Profile image of Askiitians Tutor Team
1 Year ago

To solve this problem, let's go step by step.

Step 1: Understand the lock mechanism
The lock consists of 3 rings.
Each ring has 15 different letters, and each ring can be set to any of those 15 letters.
A "successful" attempt is the correct combination, so all the incorrect combinations are "unsuccessful attempts."
Step 2: Find the total number of possible combinations
Since each ring has 15 letters, and there are 3 rings, the total number of combinations (including the correct one) is:

Total combinations = 15 * 15 * 15 = 15^3 = 3375.

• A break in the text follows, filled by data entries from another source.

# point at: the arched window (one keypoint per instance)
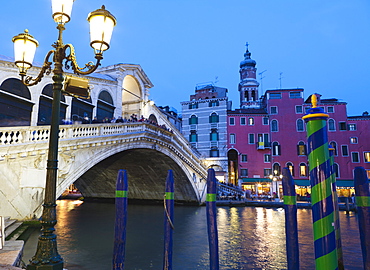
(301, 149)
(333, 145)
(193, 137)
(213, 135)
(276, 169)
(336, 170)
(331, 124)
(300, 125)
(193, 120)
(290, 167)
(105, 108)
(214, 152)
(213, 118)
(274, 126)
(213, 103)
(302, 170)
(276, 149)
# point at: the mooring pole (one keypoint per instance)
(212, 219)
(363, 210)
(168, 221)
(321, 188)
(291, 227)
(338, 236)
(121, 221)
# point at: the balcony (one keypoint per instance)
(263, 145)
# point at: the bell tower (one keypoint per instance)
(248, 85)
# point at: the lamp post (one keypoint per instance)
(275, 177)
(102, 23)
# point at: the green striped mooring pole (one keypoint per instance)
(321, 188)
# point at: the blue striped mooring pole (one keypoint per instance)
(212, 219)
(321, 188)
(168, 221)
(291, 227)
(121, 221)
(338, 235)
(363, 209)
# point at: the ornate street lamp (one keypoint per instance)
(101, 27)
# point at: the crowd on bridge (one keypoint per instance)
(133, 119)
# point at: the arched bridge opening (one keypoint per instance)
(147, 170)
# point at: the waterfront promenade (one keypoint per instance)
(12, 252)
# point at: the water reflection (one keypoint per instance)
(249, 238)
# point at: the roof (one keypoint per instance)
(248, 111)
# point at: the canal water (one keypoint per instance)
(249, 237)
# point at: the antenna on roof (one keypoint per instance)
(261, 78)
(281, 73)
(216, 80)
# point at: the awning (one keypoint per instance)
(255, 180)
(298, 182)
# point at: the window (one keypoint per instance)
(290, 167)
(267, 158)
(193, 106)
(244, 172)
(336, 169)
(213, 103)
(276, 169)
(251, 138)
(294, 94)
(193, 120)
(334, 146)
(299, 109)
(231, 121)
(232, 138)
(242, 121)
(302, 170)
(193, 137)
(273, 109)
(275, 95)
(355, 157)
(274, 126)
(301, 149)
(352, 127)
(367, 157)
(345, 150)
(342, 126)
(267, 172)
(213, 118)
(276, 149)
(213, 135)
(331, 123)
(214, 152)
(300, 125)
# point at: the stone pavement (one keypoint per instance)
(11, 254)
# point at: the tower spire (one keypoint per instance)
(248, 86)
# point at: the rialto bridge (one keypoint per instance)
(90, 154)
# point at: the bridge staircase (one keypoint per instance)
(11, 253)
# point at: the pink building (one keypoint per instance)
(267, 134)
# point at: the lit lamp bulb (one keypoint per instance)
(102, 23)
(62, 10)
(24, 51)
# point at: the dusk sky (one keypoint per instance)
(321, 46)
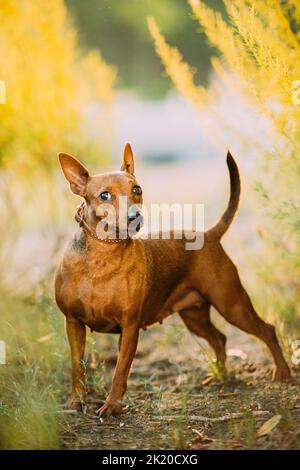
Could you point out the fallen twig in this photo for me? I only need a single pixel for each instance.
(207, 419)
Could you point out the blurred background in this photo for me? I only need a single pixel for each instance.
(180, 80)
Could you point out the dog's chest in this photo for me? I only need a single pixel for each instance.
(99, 289)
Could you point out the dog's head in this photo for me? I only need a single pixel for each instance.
(113, 200)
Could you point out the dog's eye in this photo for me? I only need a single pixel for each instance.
(105, 196)
(137, 190)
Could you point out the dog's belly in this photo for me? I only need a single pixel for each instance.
(103, 303)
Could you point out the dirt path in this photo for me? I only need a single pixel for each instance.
(173, 402)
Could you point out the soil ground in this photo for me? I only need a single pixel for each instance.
(172, 397)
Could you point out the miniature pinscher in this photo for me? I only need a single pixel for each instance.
(122, 284)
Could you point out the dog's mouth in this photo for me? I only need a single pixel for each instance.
(134, 223)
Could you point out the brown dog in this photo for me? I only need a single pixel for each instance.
(120, 286)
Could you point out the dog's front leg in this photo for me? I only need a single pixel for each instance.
(127, 349)
(76, 336)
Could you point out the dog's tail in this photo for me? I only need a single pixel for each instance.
(218, 230)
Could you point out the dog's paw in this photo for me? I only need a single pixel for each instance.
(76, 404)
(282, 373)
(110, 408)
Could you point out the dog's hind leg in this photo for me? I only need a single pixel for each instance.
(197, 320)
(233, 302)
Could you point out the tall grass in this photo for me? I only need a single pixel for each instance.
(260, 53)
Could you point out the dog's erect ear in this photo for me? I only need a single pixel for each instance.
(128, 160)
(75, 173)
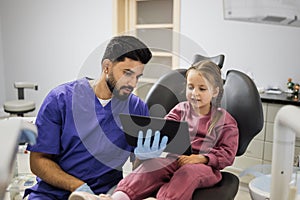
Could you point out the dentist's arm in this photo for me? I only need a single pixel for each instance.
(43, 166)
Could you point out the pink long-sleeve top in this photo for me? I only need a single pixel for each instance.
(220, 146)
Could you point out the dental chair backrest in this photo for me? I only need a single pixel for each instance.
(241, 99)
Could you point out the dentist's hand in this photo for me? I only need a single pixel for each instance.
(85, 188)
(144, 151)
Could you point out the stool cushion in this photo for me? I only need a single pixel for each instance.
(19, 106)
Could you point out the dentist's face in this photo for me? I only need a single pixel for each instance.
(123, 76)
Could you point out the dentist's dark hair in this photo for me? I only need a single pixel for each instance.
(125, 46)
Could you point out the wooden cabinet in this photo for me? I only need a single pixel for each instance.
(156, 22)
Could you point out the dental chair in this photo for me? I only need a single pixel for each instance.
(241, 99)
(21, 106)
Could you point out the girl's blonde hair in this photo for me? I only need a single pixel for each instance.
(212, 73)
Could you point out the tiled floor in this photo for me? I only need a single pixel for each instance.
(243, 194)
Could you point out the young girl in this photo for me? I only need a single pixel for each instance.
(214, 135)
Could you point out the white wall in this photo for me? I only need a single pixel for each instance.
(2, 82)
(48, 41)
(269, 52)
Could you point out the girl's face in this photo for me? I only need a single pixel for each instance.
(199, 92)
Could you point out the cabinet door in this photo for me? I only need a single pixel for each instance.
(155, 22)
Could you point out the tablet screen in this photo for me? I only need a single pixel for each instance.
(177, 132)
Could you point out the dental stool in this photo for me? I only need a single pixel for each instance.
(21, 106)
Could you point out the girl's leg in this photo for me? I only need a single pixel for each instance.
(147, 178)
(186, 179)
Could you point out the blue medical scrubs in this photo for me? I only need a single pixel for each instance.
(85, 137)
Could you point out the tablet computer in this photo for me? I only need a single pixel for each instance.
(177, 132)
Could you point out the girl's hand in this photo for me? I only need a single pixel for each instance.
(192, 159)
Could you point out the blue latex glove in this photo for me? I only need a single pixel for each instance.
(144, 151)
(85, 188)
(27, 136)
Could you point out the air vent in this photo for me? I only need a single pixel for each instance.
(273, 19)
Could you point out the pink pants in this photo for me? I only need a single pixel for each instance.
(162, 175)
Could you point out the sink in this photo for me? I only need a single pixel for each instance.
(260, 187)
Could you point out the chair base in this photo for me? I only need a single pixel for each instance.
(19, 107)
(226, 189)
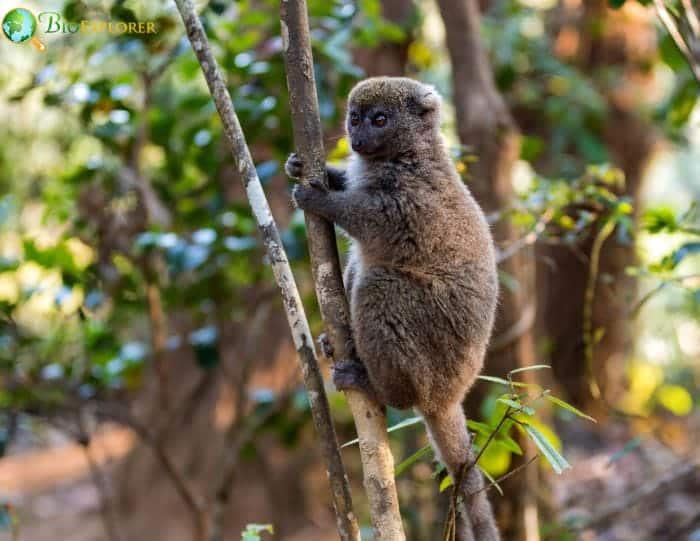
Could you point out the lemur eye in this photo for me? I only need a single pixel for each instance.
(379, 120)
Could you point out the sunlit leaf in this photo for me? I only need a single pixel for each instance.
(549, 452)
(675, 399)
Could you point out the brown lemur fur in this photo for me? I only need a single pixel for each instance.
(421, 276)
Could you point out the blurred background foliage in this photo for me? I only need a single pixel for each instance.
(131, 274)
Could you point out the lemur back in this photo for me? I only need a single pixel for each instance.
(421, 276)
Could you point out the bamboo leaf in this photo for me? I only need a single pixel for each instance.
(517, 406)
(558, 462)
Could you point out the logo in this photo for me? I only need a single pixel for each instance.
(19, 26)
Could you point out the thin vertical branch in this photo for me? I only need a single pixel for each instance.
(370, 419)
(670, 24)
(296, 317)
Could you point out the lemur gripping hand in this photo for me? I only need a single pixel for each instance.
(294, 166)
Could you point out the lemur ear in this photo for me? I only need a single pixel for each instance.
(427, 100)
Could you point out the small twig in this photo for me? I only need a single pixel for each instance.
(192, 502)
(506, 476)
(589, 295)
(672, 28)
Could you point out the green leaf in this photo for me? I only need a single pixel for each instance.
(502, 381)
(558, 462)
(528, 368)
(517, 406)
(509, 443)
(493, 379)
(446, 483)
(568, 407)
(411, 460)
(253, 531)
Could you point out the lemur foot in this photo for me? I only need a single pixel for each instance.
(294, 166)
(326, 346)
(352, 375)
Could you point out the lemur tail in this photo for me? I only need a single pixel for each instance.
(449, 436)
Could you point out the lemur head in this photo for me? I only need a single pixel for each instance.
(388, 116)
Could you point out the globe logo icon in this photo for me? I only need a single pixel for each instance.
(19, 26)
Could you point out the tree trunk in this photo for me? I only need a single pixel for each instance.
(563, 272)
(486, 127)
(389, 57)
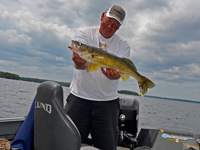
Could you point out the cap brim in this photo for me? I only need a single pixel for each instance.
(108, 15)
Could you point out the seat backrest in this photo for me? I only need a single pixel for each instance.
(53, 129)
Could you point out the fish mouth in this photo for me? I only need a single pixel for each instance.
(75, 45)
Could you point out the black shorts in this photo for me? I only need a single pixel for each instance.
(98, 118)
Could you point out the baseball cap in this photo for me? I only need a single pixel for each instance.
(116, 12)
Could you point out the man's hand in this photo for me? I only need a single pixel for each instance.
(111, 73)
(79, 63)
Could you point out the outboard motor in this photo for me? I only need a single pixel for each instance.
(128, 121)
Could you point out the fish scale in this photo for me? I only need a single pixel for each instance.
(100, 58)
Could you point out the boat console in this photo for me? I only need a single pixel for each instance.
(53, 129)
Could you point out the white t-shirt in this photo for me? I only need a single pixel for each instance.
(95, 85)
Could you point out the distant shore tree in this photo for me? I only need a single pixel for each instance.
(128, 92)
(8, 75)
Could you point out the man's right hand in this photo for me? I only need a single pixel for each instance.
(79, 63)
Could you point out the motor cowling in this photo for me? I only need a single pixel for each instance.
(128, 120)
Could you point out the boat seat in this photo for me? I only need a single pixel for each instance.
(53, 129)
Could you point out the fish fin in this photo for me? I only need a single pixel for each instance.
(145, 85)
(92, 66)
(124, 76)
(130, 62)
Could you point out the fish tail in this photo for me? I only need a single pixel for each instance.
(143, 86)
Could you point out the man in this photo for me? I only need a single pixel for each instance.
(93, 103)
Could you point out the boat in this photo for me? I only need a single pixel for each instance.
(51, 129)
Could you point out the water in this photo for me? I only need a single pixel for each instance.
(16, 98)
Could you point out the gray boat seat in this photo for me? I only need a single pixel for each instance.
(53, 129)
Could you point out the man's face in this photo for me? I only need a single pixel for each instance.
(108, 26)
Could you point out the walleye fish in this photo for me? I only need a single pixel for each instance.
(100, 58)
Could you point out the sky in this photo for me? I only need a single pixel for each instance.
(164, 36)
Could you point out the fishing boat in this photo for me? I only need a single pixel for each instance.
(51, 129)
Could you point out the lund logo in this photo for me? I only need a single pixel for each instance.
(46, 107)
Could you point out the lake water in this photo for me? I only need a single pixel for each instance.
(16, 98)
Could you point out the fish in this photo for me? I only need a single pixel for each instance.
(97, 58)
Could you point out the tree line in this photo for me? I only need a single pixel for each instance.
(17, 77)
(8, 75)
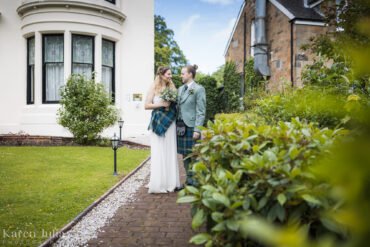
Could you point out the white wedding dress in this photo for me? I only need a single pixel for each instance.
(164, 169)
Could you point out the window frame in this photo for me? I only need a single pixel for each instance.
(30, 93)
(93, 53)
(113, 69)
(44, 101)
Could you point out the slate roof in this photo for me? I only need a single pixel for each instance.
(297, 8)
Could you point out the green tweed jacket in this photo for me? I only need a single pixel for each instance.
(192, 105)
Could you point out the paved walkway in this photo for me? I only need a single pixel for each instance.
(151, 220)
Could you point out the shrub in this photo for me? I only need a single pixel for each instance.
(231, 101)
(243, 169)
(86, 109)
(212, 95)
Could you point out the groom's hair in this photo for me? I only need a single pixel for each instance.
(192, 69)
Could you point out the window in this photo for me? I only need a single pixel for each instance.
(30, 70)
(83, 55)
(108, 68)
(53, 67)
(253, 38)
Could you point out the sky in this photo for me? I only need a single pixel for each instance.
(202, 28)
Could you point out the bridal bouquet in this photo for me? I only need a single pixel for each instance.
(170, 95)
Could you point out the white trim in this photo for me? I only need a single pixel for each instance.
(310, 23)
(234, 28)
(282, 9)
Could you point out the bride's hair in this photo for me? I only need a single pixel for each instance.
(192, 69)
(160, 82)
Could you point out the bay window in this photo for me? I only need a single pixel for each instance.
(30, 70)
(83, 55)
(53, 67)
(108, 67)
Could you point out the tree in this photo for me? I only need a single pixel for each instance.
(86, 109)
(167, 51)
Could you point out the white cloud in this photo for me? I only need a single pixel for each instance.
(188, 24)
(222, 2)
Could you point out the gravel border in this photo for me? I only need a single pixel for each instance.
(86, 225)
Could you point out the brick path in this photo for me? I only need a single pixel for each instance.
(151, 220)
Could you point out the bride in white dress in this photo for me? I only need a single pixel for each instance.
(164, 170)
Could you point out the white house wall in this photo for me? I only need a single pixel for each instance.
(134, 59)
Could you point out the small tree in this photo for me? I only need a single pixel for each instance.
(86, 109)
(231, 88)
(212, 97)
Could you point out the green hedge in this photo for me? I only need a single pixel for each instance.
(244, 169)
(86, 109)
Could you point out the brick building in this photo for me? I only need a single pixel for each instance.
(288, 25)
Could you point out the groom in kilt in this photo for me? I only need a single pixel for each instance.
(191, 115)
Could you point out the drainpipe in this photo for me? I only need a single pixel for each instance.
(260, 56)
(244, 53)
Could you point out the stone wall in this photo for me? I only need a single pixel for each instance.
(278, 32)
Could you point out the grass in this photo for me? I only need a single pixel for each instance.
(43, 188)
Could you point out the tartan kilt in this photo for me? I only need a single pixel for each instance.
(186, 142)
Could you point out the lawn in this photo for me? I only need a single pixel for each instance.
(43, 188)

Step 3: Subtract the correct combination
Out of these 3375 combinations, only one combination is correct, so the number of unsuccessful attempts (N) is:

N = 3375 - 1 = 3374.

Step 4: Factorize 3374
We need to check the prime factorization of 3374.

Start by dividing 3374 by the smallest primes:

3374 is an even number, so divide by 2: 3374 ÷ 2 = 1687.
Now, check if 1687 is divisible by smaller primes (3, 5, 7, etc.). 1687 ÷ 7 = 241.
241 is a prime number.
Thus, the prime factorization of 3374 is:

3374 = 2 * 7 * 241.

Step 5: Interpret the result
The prime factorization of 3374 consists of 3 distinct prime numbers: 2, 7, and 241.

Step 6: Answer the question
The correct answer is: (B) N is the product of 3 distinct prime numbers.